As for looking for a model state for telehealth laws, Gutierrez isn’t so sure there is any. He says California has the most comprehensive definition of telehealth, although the California Department of Managed Health Care, which oversees managed care in the state, has been reluctant to recognize it. Minnesota and Mississippi have embraced telehealth more fully than other states. Mississippi’s legislature has taken up the Nurse Licensure Compact (NLC) that would make it easier for out-of-state nurses to provide telehealth services to consumers in the state.

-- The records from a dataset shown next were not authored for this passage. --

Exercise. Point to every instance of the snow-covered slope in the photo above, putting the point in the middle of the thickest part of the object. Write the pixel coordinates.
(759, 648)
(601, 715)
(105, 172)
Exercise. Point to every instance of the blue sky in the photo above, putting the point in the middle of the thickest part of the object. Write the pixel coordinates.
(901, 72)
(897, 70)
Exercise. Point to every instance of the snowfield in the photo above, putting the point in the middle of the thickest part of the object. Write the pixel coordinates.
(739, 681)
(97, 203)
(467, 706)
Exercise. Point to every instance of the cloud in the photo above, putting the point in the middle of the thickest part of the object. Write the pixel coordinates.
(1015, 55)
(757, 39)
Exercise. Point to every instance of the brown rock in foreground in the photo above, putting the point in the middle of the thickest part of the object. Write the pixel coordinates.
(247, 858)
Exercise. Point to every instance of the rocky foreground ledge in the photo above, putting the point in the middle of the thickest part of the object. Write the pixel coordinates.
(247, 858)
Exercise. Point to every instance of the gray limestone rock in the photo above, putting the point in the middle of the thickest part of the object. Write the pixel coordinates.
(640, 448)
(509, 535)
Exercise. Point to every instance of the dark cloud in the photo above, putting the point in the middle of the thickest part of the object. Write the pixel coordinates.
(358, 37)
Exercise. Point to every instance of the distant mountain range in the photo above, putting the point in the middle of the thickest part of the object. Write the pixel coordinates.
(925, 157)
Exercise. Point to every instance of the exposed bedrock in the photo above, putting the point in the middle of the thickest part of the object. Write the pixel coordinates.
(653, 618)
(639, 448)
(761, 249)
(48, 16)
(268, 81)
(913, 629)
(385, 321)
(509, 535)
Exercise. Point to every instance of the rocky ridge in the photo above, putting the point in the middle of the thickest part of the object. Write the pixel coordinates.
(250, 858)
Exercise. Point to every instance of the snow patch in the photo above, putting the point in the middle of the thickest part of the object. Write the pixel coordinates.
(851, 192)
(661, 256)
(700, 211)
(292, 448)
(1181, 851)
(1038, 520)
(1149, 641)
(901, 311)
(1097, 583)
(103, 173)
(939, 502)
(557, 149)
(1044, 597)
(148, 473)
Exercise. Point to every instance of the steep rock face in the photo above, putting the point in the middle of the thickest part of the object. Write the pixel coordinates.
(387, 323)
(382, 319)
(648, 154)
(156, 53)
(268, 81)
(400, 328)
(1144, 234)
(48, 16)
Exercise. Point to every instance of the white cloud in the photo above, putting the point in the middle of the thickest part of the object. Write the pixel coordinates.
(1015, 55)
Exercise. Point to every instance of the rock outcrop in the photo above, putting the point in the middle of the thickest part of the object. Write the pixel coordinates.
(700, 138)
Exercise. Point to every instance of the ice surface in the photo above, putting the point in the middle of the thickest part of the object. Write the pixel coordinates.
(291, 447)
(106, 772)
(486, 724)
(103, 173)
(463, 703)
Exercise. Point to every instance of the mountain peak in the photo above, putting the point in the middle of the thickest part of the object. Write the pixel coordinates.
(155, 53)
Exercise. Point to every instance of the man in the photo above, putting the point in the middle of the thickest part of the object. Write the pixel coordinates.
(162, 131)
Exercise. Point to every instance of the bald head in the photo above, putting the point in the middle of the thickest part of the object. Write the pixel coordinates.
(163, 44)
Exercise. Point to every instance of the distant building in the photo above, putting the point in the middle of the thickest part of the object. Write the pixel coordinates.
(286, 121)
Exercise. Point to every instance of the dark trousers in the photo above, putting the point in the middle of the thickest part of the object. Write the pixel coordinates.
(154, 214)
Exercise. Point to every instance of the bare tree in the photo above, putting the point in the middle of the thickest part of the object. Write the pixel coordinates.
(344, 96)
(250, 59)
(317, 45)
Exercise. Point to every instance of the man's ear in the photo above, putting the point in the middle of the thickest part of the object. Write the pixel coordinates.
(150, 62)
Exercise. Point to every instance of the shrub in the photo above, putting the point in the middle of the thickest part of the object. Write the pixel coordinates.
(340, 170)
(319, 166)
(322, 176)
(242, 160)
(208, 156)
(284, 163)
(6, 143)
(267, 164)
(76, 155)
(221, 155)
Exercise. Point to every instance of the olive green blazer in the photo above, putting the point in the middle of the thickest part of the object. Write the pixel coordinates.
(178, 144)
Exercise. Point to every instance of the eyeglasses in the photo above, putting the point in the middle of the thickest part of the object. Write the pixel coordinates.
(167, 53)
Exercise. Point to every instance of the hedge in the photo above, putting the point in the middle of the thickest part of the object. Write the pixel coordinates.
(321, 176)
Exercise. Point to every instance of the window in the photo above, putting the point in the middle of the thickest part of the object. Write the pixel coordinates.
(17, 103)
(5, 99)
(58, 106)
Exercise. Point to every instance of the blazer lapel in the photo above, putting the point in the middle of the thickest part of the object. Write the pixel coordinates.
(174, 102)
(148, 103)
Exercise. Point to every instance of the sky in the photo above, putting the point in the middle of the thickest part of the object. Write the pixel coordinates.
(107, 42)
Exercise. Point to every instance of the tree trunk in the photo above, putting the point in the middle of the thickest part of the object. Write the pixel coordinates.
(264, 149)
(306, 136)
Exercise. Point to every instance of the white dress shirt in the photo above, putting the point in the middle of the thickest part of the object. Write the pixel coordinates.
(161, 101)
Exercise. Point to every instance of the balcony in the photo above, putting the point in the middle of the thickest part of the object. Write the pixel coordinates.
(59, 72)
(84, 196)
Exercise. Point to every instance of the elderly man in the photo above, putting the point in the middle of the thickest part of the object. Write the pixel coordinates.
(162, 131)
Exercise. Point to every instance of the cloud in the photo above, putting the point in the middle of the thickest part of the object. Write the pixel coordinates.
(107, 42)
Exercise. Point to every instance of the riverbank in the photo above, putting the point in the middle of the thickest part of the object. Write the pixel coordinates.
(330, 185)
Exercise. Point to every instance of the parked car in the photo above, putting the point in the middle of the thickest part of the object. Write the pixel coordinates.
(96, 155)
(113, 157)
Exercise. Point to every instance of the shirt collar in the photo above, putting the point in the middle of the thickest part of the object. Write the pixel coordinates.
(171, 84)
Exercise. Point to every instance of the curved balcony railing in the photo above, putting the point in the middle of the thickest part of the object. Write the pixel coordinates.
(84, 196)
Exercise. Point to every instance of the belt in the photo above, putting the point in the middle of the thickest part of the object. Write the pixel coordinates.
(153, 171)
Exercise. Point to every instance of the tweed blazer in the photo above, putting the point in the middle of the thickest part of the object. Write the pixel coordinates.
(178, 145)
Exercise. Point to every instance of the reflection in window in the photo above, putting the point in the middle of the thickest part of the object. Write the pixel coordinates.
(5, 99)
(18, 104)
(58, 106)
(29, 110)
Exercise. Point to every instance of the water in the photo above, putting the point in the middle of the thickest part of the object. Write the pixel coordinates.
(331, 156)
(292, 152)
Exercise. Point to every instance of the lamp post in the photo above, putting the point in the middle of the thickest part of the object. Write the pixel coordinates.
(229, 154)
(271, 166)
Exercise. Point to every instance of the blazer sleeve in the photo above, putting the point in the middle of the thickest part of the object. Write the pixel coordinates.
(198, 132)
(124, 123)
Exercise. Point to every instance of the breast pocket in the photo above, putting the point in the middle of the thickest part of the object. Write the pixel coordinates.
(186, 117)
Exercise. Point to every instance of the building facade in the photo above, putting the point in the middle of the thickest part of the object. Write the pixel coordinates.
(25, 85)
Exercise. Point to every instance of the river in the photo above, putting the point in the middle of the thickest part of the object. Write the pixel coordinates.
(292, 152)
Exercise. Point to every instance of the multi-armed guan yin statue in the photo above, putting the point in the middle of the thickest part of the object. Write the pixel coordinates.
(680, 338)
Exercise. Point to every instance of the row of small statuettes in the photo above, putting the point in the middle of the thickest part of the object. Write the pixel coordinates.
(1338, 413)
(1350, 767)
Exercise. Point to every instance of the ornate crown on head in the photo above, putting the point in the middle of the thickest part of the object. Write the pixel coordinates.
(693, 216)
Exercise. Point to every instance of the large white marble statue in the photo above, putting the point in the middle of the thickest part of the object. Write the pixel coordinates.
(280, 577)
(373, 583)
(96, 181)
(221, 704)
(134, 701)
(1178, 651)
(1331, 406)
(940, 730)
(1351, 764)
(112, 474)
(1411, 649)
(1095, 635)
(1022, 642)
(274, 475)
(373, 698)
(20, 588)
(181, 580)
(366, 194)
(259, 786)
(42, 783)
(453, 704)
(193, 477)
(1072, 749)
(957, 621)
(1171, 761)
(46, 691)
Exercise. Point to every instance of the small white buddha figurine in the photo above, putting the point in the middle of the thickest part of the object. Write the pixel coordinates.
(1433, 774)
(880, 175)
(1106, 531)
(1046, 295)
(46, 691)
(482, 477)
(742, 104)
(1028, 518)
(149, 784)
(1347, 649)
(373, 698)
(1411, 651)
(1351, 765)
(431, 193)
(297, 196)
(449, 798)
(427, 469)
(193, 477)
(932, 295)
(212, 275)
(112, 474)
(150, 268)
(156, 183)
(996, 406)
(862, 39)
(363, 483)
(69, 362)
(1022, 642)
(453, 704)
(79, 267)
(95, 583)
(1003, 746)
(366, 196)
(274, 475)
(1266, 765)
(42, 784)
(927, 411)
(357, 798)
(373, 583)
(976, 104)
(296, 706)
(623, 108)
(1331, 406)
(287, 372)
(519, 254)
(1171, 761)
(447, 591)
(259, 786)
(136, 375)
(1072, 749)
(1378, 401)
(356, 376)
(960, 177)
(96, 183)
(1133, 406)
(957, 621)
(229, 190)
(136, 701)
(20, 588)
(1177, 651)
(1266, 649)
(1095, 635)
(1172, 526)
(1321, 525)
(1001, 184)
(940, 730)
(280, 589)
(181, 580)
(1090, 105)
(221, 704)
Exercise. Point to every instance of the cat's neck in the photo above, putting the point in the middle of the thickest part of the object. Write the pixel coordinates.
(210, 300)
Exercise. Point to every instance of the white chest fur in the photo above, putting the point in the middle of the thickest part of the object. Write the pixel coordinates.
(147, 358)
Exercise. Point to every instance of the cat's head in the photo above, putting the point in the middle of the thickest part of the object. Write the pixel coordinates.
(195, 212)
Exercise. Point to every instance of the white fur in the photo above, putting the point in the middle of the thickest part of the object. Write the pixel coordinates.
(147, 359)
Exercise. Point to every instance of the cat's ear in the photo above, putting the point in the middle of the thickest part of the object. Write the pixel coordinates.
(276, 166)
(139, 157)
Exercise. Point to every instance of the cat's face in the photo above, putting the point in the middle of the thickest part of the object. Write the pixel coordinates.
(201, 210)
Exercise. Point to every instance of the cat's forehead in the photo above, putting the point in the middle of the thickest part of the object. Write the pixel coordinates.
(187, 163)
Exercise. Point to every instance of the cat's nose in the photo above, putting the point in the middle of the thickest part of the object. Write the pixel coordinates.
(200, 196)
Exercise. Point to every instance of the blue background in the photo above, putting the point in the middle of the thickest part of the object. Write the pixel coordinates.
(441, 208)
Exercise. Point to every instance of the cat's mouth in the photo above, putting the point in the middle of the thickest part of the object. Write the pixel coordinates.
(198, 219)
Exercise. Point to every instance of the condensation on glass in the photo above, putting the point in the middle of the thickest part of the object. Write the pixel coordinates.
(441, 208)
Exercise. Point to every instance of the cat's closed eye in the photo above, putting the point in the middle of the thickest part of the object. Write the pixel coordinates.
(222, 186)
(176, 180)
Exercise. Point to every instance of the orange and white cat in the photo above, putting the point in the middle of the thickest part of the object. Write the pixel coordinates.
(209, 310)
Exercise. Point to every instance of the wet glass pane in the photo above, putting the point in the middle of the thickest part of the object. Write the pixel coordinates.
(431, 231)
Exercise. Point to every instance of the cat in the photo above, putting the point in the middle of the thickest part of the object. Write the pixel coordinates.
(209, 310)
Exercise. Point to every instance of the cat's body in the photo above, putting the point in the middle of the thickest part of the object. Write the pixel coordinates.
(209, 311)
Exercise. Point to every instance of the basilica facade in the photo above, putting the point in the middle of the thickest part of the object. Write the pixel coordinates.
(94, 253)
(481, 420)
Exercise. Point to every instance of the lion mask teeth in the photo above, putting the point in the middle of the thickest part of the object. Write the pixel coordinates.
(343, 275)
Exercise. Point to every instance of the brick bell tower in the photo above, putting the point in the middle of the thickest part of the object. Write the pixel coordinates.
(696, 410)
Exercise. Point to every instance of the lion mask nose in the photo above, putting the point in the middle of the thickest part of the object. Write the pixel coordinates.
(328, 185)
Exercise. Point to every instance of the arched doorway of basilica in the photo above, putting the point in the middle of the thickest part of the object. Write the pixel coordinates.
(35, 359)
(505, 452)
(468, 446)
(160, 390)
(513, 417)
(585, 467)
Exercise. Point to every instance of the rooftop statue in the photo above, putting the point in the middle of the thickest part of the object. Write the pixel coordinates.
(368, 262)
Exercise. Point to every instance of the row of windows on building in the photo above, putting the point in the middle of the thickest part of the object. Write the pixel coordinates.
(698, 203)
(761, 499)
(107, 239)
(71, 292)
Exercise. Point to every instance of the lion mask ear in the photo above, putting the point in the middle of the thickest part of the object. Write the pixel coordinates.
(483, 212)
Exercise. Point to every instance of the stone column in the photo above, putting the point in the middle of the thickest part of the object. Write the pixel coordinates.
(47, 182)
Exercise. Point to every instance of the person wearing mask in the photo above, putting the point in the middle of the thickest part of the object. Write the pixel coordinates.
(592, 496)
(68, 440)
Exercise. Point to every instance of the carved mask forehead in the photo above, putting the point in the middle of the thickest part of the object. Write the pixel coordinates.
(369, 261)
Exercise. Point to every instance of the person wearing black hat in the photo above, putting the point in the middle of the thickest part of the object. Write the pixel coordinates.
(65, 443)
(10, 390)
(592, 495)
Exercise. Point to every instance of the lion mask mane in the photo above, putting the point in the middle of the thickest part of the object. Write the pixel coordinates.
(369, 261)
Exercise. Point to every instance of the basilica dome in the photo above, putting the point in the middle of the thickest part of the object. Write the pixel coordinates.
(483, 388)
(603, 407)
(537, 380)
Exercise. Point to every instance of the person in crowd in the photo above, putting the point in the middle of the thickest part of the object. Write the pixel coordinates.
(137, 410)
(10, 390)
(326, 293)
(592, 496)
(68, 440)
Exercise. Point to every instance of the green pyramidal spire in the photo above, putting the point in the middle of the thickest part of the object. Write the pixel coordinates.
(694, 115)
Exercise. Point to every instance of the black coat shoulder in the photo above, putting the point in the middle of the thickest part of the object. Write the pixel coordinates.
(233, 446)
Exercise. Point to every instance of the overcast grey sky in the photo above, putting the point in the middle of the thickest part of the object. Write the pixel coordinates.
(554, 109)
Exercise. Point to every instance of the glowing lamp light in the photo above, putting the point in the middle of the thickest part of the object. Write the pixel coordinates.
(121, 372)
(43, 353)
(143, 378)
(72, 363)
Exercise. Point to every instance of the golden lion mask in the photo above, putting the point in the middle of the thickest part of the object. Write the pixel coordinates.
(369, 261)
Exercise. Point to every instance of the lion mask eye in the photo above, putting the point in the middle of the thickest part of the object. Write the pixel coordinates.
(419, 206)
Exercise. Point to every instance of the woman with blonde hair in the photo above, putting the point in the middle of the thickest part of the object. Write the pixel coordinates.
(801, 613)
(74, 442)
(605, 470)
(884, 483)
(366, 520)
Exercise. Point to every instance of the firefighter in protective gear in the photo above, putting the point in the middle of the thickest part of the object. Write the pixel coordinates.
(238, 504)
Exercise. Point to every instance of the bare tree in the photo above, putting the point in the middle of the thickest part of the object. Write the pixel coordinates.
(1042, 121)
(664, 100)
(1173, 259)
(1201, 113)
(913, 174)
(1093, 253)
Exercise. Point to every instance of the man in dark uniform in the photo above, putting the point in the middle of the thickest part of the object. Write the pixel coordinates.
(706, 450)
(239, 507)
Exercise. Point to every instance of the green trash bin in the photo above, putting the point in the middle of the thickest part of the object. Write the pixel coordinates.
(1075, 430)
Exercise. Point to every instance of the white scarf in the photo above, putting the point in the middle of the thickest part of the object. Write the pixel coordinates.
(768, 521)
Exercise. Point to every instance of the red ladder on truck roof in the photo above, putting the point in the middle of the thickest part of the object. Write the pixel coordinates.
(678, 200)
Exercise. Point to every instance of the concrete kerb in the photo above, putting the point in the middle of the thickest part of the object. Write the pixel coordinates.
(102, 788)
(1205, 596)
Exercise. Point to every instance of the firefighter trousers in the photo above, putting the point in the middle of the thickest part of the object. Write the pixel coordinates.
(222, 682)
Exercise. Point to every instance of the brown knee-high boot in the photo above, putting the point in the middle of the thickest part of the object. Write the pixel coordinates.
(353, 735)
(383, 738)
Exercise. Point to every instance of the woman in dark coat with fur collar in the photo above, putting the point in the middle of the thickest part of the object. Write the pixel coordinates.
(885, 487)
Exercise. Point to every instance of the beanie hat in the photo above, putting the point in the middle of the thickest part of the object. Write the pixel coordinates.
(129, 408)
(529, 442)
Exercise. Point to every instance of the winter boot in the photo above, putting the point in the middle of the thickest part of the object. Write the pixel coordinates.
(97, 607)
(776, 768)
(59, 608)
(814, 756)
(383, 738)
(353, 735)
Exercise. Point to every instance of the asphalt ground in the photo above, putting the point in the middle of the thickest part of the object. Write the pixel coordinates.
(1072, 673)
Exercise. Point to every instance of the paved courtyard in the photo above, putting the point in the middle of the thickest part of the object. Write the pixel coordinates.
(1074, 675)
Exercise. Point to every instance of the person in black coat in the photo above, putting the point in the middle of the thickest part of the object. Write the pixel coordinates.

Nine states in all have adopted the NLC.

The Federation of State Medical Boards issued a template for a compact for physicians, called the Interstate Medical Licensure Compact. But contrary to the NLC, this compact does not allow portability across state lines. Instead, it lays out a voluntary process for physicians to apply for a medical license in another state, encouraging the use of telemedicine as a result. To date, 18 states have adopted it.

Then there’s a state like Iowa that went from a law that did not define telemedicine to one that states that a video encounter should be treated the same as an in-person doctor’s visit. Says Neufeld, “That’s just about all they said; it’s very simple.”